Following up behind the tanks and infantry we went as far as Ribecourt. Here, who should I meet but my old teacher Mr. Hoggins. I never thought to see him out here. I later wrote to my sister about him. She then wrote back to say that she didn’t think he would be out there very long as he suffered from rheumatic fever. Anyhow, it wasn’t long before he was invalided home. On one leave I took him home an 18lb. shell (live) but with no corrector on it. I often wondered about it, he used it as a door stop.
While at Ribecourt, I noticed a marquee at the back of the line. It was well camouflaged, so being nosey I went in and had a look to see what was happening. Inside was a “Red Hat” interrogating a German prisoner. I heard that this German had swallowed secrets, so they gave him something which caused him to pass it out within half an hour, which I later heard he did. What the secret was I never found out.
We were still at Hermies when we saw the Canadian cavalry advancing. They moved forward towards Havrincourt and Bourlon Wood. They looked grand with new equipment. The never really had a chance charging against barb wire and machine guns. I believe most were wiped out. There was also South African cavalry with them, they too didn’t last long.
We were known as the “flying artillery”, because if an attack needed support we would be sent up. Mind you we always managed a rum ration before going up.

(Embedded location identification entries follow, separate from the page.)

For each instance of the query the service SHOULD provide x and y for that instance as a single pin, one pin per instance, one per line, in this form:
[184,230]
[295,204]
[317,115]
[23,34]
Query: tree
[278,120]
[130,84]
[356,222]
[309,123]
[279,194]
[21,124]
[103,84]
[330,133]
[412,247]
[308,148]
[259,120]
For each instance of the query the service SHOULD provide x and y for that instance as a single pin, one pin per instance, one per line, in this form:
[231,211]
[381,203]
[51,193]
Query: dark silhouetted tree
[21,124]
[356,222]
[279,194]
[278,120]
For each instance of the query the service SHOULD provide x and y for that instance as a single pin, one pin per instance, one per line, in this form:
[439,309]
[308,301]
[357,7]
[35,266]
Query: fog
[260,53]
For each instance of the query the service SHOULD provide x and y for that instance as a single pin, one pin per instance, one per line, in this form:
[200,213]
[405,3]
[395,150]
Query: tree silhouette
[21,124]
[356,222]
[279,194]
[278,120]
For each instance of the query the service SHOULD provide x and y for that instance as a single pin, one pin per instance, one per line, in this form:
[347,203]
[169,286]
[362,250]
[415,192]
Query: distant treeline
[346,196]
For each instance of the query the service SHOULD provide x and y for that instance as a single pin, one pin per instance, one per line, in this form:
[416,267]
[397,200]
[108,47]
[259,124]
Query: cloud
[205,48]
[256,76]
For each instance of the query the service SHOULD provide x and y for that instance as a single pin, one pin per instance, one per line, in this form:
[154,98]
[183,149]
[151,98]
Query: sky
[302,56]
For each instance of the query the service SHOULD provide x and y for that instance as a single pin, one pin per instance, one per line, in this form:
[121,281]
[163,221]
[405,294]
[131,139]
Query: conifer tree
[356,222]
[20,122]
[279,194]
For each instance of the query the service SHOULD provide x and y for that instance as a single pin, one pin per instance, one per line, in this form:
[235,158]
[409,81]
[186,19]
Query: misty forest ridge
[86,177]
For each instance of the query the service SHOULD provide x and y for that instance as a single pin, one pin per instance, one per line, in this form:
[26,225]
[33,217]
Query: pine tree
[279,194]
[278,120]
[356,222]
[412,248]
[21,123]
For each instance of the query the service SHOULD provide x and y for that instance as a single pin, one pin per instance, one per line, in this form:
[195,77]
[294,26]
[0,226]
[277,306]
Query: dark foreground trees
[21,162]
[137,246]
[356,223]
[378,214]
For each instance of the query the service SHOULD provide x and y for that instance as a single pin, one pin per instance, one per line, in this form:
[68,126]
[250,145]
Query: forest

1918 saw us taking over from the South Africans, who had had a bad time and then a little later we took over from the Portuguese. Going back to drinking rum reminded me of the time I had my rum ration and the fellow’s next to me as he didn’t drink. I drank it out of a cap of an 18lb shell. I quickly passed out. The other lads put me on a duck board. An officer came galloping up to ask what was wrong. “Oh he’s ill” said Jack Norton, “We’ll take him down to the C.C.S.” Anyway they didn’t and the next day I was really ill. The rum tasted and looked like treacle, it hadn’t done me any good at all.
As March 1918 came we were driven back by the German advance but our turn came to push him back. We were told that the Germans were destroying all their guns and materials by General Plummer and that we would win and as it happened so we finally did.

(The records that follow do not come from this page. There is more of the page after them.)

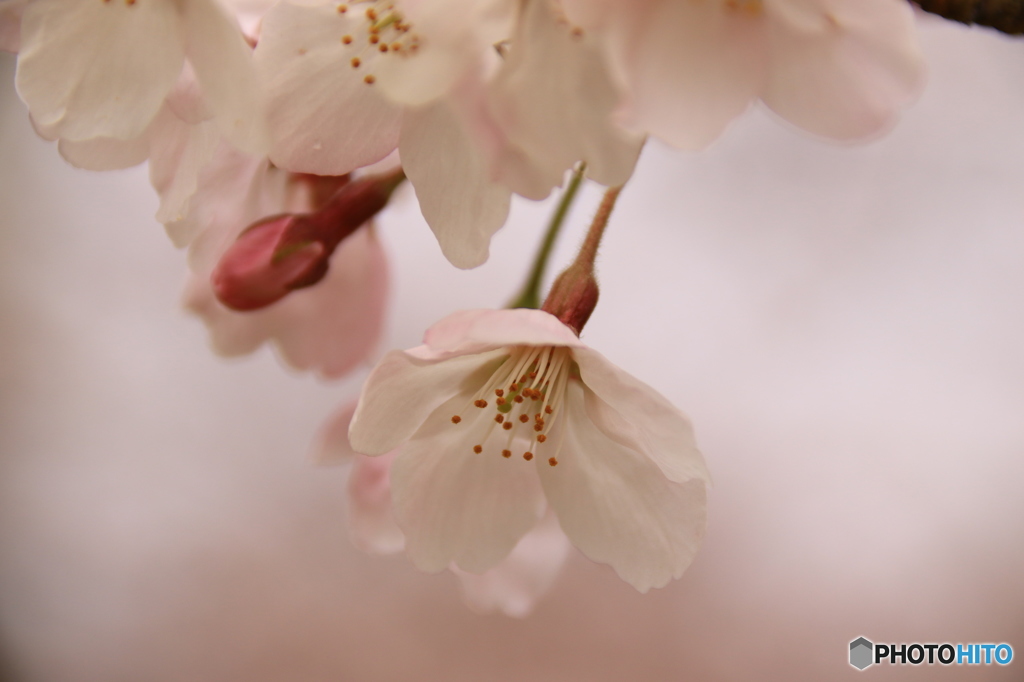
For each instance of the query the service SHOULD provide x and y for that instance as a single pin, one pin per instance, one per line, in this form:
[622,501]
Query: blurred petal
[98,69]
[633,414]
[456,505]
[514,586]
[617,507]
[371,520]
[692,67]
[10,25]
[554,98]
[223,65]
[476,331]
[403,389]
[462,206]
[331,444]
[323,118]
[104,153]
[843,68]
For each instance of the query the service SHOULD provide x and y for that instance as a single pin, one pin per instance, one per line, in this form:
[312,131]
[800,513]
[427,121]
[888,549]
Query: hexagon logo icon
[861,652]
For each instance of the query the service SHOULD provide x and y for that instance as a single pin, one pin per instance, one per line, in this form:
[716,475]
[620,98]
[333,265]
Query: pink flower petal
[616,506]
[514,586]
[402,391]
[635,415]
[456,505]
[324,118]
[371,519]
[478,331]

By November 1918 we had matched and pushed the Germans back into Belgium. We finished up at a place called Courtrai. Here I met a Belgium woman who told me that the Germans were a dirty lot and had left their things all over the place. I came across another Belgium, this time a man and his son who had lived all during the time the Germans had occupied his village underground.
One night the church at Courtrai was a blaze of light. Jack Norton and I wondered what was up. Suddenly a man came over and told us that the war was over. I had never been so glad in all my days.

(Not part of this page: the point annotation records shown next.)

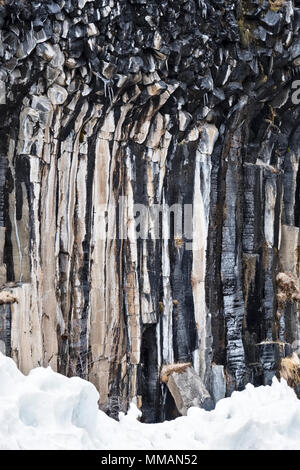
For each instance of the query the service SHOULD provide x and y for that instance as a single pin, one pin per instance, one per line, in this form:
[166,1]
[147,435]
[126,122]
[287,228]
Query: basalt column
[149,195]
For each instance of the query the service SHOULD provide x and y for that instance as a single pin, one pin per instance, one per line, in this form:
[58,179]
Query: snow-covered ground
[46,410]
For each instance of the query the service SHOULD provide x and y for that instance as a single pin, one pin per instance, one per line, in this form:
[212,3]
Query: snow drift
[46,410]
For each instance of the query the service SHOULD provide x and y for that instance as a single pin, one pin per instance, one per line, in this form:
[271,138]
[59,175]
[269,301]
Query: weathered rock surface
[188,390]
[156,102]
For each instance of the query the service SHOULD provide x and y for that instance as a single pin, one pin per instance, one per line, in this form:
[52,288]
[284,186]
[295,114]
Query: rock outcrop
[110,105]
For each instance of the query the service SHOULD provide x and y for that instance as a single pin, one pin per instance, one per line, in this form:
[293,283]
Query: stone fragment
[2,92]
[57,94]
[218,383]
[188,390]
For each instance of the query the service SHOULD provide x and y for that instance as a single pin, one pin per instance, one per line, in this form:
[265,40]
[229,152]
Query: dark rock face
[193,103]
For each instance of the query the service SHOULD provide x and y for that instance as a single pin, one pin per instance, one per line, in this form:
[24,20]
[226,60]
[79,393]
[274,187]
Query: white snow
[46,410]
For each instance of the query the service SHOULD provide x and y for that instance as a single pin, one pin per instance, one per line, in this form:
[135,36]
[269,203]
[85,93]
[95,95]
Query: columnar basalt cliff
[156,102]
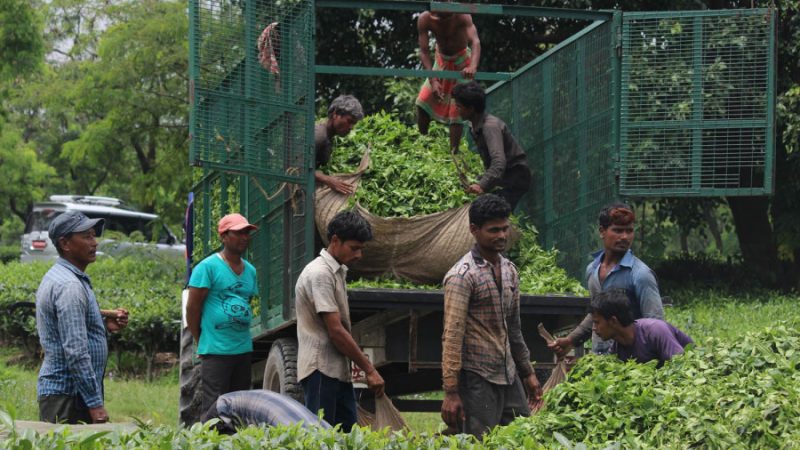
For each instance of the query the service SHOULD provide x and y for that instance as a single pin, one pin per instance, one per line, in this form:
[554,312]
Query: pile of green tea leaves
[743,393]
[539,272]
[410,174]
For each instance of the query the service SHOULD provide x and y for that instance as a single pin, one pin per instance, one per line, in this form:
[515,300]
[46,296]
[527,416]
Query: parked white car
[36,245]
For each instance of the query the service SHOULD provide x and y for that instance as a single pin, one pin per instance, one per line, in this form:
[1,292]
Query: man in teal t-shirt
[218,312]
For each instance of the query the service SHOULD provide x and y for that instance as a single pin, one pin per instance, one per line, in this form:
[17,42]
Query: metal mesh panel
[561,109]
[695,109]
[251,106]
[251,71]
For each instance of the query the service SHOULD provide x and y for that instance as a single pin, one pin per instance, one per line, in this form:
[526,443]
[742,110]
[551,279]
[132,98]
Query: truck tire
[280,373]
[190,403]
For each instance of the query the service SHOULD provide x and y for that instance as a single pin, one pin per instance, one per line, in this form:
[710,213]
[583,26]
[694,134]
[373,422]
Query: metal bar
[413,326]
[210,94]
[769,157]
[418,73]
[206,217]
[697,100]
[620,41]
[469,8]
[310,155]
[417,405]
[193,75]
[705,13]
[547,54]
[547,134]
[521,11]
[582,110]
[383,299]
[413,6]
[703,192]
[254,171]
[698,123]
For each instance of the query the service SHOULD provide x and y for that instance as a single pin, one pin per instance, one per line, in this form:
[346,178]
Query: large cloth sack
[420,249]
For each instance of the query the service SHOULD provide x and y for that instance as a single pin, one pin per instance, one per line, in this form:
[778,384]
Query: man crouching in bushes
[642,340]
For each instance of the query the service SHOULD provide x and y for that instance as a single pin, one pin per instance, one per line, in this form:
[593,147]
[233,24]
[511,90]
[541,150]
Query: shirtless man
[458,48]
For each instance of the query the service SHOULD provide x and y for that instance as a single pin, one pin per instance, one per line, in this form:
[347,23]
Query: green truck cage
[654,104]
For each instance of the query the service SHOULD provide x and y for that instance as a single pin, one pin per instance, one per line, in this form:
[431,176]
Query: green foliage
[539,272]
[21,44]
[148,289]
[107,114]
[736,394]
[389,283]
[410,174]
[740,393]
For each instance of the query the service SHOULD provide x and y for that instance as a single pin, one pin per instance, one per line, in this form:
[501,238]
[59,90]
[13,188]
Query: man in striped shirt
[72,328]
[259,407]
[486,367]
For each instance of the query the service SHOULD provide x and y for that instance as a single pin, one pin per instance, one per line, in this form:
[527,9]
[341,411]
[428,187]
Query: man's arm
[646,288]
[494,173]
[578,336]
[71,306]
[457,291]
[521,354]
[662,340]
[194,310]
[344,342]
[424,40]
[474,43]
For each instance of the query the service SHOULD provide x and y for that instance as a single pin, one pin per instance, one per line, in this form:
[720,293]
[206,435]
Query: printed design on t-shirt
[235,308]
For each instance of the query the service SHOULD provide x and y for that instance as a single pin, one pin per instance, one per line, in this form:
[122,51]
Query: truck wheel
[190,403]
[280,373]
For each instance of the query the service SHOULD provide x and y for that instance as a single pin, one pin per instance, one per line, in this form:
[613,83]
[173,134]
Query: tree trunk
[756,238]
[684,235]
[713,227]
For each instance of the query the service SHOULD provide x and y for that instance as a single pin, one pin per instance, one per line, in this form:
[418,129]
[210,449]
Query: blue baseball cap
[73,222]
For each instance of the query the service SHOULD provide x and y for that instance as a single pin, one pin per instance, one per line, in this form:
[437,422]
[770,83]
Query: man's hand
[99,414]
[339,186]
[116,319]
[469,72]
[375,382]
[534,390]
[561,346]
[474,189]
[453,410]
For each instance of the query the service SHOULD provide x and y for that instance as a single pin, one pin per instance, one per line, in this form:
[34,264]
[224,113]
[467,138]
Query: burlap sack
[420,249]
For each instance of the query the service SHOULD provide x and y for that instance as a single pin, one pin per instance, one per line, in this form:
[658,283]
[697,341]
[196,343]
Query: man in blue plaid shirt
[72,327]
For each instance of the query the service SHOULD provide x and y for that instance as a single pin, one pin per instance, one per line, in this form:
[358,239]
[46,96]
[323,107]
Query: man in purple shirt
[642,340]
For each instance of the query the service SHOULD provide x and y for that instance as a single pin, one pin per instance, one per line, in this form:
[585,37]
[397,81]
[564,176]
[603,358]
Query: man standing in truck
[343,114]
[458,48]
[507,171]
[218,311]
[325,345]
[615,267]
[486,367]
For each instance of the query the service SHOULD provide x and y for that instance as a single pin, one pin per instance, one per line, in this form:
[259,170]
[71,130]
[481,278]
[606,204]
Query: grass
[702,315]
[126,399]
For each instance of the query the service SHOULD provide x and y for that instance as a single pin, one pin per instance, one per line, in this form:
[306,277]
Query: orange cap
[234,222]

With the war now ended, we went forward into Germany. Wagon loads of goods stocked up high passed us going in the opposite direction – War loot! Germany was a very clean country and here I spent the next two years as part of the Army of occupation. I had quite a good time while in Germany and I remember visiting Cologne Cathedral, it was a lovely old building. Inside was a notice in English and French which read “Beware of pickpockets”.
1921 saw my last days in the army, as we were at last relived. The Regiment that relived us were the Guards, all very smart as none had been in the war. So from Germany it was back to England to be demobbed.